As students fill their schedules up top to bottom with APs, they sacrifice their most valuable asset: their time. It is no secret that AP classes are an extra workload. Although one or maybe two AP classes are a manageable feat to take on, many students are taking three or four AP classes.

Instead of being a way to enhance your learning and achieve a college credit in a topic that you excel at and are interested in, AP classes have become an empty gesture of misinterpreted social status. Students will take on as many AP classes as their schedule allows and will end up spending hours upon hours of time late into the night working on those classes even if they are not interested in the subject matter; simply because they are told that it is the only route to success.

In this way, the school system fails. Instead of prioritizing taking classes that you find interesting, whether that be an elective class or just a different class that isn’t taught as an AP, the school system prioritizes excessive AP classes. We are no longer preparing ourselves in a way that best suits our interests and our future, but in a way that we are told “looks” better to colleges.

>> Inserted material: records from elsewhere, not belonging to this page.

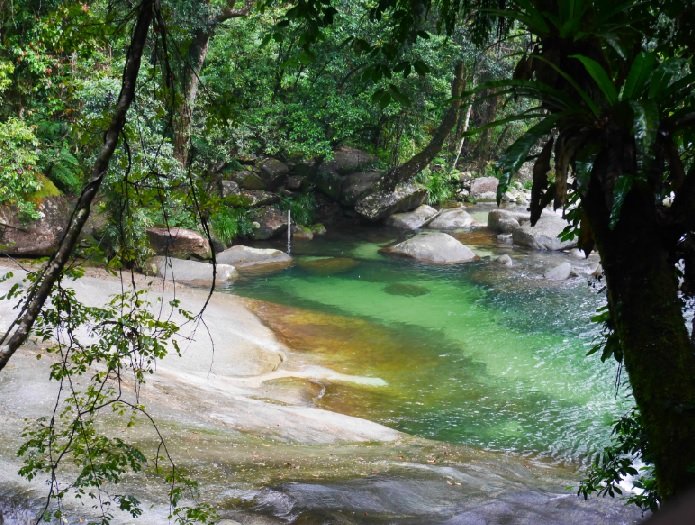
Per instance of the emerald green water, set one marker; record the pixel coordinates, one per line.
(475, 354)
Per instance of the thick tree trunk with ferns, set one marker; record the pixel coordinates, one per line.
(642, 289)
(190, 76)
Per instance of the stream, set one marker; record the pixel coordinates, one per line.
(477, 354)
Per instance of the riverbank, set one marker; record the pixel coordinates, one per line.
(239, 411)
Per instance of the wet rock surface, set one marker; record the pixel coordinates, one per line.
(412, 220)
(192, 272)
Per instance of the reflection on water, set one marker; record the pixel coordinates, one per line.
(477, 353)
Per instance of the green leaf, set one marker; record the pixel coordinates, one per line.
(645, 124)
(600, 76)
(622, 187)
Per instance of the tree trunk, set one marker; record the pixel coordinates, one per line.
(643, 300)
(36, 297)
(421, 160)
(197, 54)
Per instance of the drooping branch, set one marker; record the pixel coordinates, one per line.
(21, 327)
(421, 160)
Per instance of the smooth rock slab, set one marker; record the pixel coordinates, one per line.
(452, 219)
(484, 187)
(245, 257)
(191, 272)
(434, 247)
(506, 221)
(412, 220)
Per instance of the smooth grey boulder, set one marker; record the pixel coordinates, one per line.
(349, 160)
(545, 234)
(270, 222)
(452, 219)
(381, 203)
(178, 242)
(484, 188)
(35, 237)
(506, 221)
(561, 272)
(191, 272)
(258, 198)
(433, 247)
(273, 173)
(412, 220)
(357, 184)
(245, 257)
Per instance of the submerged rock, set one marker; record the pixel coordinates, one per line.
(272, 222)
(382, 203)
(506, 221)
(191, 272)
(245, 257)
(412, 220)
(327, 265)
(178, 242)
(434, 247)
(452, 219)
(406, 289)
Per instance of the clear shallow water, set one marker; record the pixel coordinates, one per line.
(474, 354)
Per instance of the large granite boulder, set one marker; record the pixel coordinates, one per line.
(381, 203)
(357, 184)
(452, 219)
(412, 220)
(561, 272)
(274, 173)
(249, 180)
(178, 242)
(433, 247)
(544, 235)
(484, 188)
(35, 238)
(506, 221)
(191, 272)
(246, 257)
(229, 187)
(269, 222)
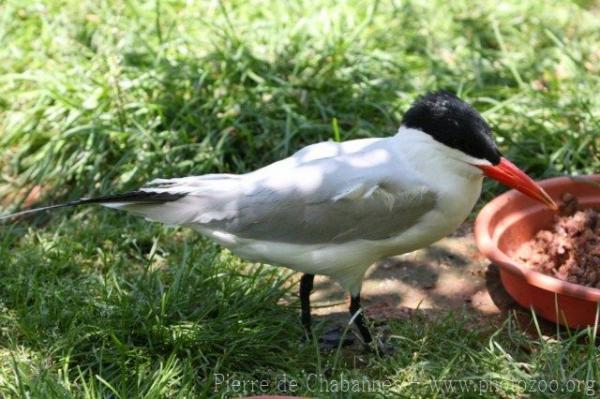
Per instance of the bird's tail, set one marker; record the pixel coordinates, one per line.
(134, 201)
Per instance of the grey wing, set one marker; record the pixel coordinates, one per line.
(360, 211)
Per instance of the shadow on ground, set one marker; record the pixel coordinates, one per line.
(449, 275)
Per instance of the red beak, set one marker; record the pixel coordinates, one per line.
(508, 174)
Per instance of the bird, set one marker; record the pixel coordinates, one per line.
(335, 208)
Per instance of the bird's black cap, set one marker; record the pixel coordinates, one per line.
(454, 123)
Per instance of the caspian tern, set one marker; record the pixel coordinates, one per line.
(336, 208)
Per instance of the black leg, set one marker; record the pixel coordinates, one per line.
(306, 284)
(359, 321)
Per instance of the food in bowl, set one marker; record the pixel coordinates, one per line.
(570, 250)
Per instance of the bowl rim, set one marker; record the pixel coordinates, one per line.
(486, 245)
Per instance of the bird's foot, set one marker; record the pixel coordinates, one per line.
(336, 337)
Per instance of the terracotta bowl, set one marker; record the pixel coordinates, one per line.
(511, 219)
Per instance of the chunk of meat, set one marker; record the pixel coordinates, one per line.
(570, 250)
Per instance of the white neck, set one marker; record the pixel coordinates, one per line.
(450, 172)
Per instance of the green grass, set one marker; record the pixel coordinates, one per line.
(98, 97)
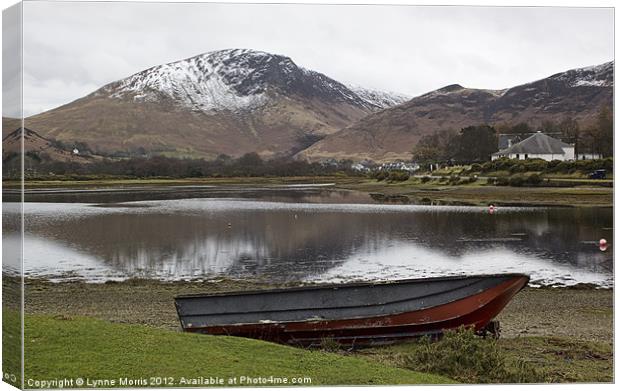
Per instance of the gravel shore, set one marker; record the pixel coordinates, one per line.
(581, 313)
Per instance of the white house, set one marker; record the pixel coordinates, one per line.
(538, 146)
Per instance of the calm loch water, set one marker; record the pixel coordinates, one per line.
(307, 234)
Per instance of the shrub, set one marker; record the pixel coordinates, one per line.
(516, 180)
(398, 175)
(380, 175)
(502, 181)
(534, 179)
(466, 357)
(475, 167)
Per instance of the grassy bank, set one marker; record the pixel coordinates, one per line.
(565, 333)
(413, 190)
(416, 190)
(469, 359)
(79, 347)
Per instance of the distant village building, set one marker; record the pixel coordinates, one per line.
(588, 156)
(405, 166)
(538, 146)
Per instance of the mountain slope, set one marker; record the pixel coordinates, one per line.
(391, 134)
(39, 146)
(229, 101)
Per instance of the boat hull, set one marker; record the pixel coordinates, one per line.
(434, 305)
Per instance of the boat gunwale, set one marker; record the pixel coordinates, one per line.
(285, 323)
(345, 285)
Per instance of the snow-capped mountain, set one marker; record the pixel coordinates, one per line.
(227, 101)
(238, 80)
(390, 134)
(383, 99)
(594, 76)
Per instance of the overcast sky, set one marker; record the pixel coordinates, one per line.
(71, 49)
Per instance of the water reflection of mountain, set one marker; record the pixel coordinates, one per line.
(300, 240)
(289, 193)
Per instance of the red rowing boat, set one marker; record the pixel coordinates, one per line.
(352, 314)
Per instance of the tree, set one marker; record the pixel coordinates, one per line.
(473, 144)
(432, 148)
(605, 132)
(570, 132)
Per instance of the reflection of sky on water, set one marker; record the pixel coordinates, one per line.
(279, 241)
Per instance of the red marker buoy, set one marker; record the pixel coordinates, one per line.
(602, 245)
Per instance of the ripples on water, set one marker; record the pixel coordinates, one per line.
(308, 239)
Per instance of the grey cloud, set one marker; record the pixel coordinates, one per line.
(73, 48)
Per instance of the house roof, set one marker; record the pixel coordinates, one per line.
(538, 143)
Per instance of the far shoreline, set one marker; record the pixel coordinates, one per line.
(412, 191)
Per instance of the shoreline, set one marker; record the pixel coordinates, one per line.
(582, 312)
(412, 191)
(565, 333)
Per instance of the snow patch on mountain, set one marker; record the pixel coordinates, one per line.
(206, 82)
(240, 80)
(593, 76)
(382, 99)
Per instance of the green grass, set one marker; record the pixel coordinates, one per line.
(562, 360)
(471, 359)
(11, 346)
(95, 349)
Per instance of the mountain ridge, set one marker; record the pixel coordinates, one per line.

As a result, students are not taught how to think critically and analytically by taking specialized classes of their choice, but they are taught how to cram information and work late hours into the night on numerous different assignments. Creativity is being subjugated by rigid routine. We are not being raised as the next generation of free thinkers, but the next generation of employees. AP classes are not worth the sleepless nights and burdensome lectures if you are not interested in the subject matter. One should only take an AP class if that subject were to be interesting, and should prioritize taking classes that interest you and stimulate your mind, AP or not.